I have a book by an American student "of good family" who was a student of architecture in Paris and who was extremely Franco-phile. When the war started he volunteered at the American Embassy, which of course was very busy, especially as I think that they took over the activities of the German Embassy, which had been closed.

When they had time this guy and other staffers, including the military attachee (sp?), would take an embassy car, a bunch of spare tires, etc. (plus their diplomatic status) and roam about France, the front and other areas. His observations are very interesting. (They came out about 1915; later in the war most American writings on the war became horribly propagandistic.) They visited Marsailles, all the way across France from the front, and there were soldiers in bed still wearing their field dressings, and their wound tags indicated that they were wounded five weeks before; they had been evacuated hundreds of miles to a hospital and their bandages put on them on the battlefield had never been removed and/or the wound washed in five weeks!

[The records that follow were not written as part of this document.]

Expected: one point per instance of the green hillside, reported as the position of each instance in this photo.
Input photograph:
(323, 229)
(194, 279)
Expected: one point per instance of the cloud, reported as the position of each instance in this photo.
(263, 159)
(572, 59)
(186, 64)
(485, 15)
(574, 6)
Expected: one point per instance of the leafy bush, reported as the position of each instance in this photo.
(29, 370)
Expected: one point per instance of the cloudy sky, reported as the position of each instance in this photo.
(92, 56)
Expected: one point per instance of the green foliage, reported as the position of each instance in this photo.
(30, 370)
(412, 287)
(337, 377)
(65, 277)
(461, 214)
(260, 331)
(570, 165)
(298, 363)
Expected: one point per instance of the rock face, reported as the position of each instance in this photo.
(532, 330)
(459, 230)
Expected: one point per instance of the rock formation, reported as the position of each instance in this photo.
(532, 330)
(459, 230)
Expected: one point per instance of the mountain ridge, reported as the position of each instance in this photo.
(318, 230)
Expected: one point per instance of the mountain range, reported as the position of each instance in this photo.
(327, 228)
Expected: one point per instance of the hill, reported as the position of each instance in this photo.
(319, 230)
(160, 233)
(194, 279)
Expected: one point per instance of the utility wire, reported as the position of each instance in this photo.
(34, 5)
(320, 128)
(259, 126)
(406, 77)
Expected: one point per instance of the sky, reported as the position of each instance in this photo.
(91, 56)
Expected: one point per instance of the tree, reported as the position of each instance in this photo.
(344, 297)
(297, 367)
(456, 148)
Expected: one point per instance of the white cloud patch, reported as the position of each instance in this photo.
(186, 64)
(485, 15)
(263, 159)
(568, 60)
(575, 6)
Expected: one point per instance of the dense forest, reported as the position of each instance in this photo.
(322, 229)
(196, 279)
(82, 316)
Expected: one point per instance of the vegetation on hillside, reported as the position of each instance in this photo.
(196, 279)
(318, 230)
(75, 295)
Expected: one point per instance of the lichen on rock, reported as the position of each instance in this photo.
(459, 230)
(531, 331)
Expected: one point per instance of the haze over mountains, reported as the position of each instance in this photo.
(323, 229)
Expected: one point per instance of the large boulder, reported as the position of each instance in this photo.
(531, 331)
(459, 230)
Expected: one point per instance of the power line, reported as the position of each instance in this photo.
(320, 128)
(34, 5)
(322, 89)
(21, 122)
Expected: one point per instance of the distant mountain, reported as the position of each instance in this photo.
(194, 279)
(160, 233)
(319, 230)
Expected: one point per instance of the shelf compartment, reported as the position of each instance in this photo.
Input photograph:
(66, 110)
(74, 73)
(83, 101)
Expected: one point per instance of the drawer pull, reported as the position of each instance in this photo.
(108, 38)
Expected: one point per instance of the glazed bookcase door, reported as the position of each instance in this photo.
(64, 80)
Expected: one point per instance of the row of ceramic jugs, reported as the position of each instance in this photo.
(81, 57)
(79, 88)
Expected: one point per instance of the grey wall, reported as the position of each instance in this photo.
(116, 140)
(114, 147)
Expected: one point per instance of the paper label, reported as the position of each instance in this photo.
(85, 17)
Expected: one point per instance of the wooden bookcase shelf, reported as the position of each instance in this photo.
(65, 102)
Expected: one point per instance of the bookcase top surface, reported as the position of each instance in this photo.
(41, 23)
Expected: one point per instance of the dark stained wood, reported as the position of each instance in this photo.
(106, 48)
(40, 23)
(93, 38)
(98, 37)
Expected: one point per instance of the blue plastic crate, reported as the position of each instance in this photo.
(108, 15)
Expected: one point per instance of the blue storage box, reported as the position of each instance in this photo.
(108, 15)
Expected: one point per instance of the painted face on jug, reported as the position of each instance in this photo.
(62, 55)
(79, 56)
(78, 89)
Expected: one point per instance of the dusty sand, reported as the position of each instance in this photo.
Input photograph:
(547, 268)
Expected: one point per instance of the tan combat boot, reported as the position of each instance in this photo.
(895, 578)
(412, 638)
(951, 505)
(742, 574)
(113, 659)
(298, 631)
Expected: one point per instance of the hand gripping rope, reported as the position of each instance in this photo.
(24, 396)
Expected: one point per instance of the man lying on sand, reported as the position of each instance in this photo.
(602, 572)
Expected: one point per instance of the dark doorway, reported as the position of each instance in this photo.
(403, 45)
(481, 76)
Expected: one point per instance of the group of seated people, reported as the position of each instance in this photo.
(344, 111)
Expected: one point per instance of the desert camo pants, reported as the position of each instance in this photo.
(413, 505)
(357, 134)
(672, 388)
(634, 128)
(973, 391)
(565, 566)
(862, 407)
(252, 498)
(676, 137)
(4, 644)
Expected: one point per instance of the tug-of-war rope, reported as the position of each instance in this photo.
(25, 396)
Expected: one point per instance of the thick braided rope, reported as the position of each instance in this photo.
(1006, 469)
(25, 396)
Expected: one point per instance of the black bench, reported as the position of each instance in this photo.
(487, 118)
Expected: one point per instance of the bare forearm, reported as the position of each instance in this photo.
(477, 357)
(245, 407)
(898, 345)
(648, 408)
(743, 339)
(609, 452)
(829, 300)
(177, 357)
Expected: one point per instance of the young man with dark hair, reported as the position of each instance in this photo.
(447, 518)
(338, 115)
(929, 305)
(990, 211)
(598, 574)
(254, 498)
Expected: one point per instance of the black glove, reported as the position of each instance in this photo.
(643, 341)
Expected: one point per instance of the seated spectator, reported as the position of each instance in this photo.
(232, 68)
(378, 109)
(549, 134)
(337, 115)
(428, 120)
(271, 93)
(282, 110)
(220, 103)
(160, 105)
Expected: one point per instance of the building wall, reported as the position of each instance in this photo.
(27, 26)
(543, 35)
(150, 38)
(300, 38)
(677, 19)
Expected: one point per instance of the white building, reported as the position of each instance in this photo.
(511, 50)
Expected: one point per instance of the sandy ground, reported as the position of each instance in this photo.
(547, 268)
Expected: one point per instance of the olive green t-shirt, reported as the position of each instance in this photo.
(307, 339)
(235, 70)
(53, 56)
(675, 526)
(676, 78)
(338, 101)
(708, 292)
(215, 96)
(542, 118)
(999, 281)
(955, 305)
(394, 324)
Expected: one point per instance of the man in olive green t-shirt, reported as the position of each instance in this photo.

I have seen the overall French war health statistics and the French death rates from gangrene were enormous. This was especially tragic as this often fatal event might result from a minor wound. My father told me of a startling experience with this as he observed it (French medical neglect) in a German military hospital; it is a complicated story; if anyone is interested I can tell it in detail. (An Algerian soldier with a foot wound, untreated, and thrown into no-man's land by French troops, Germans rescued, gas gangrene, multiple amputations by German surgeons finally saved his life. Some contrast in care.)

This was also true in the Franco-Prussian War. The main French hospital in Paris was a death trap; the American Hospital saved a great number of their wounded.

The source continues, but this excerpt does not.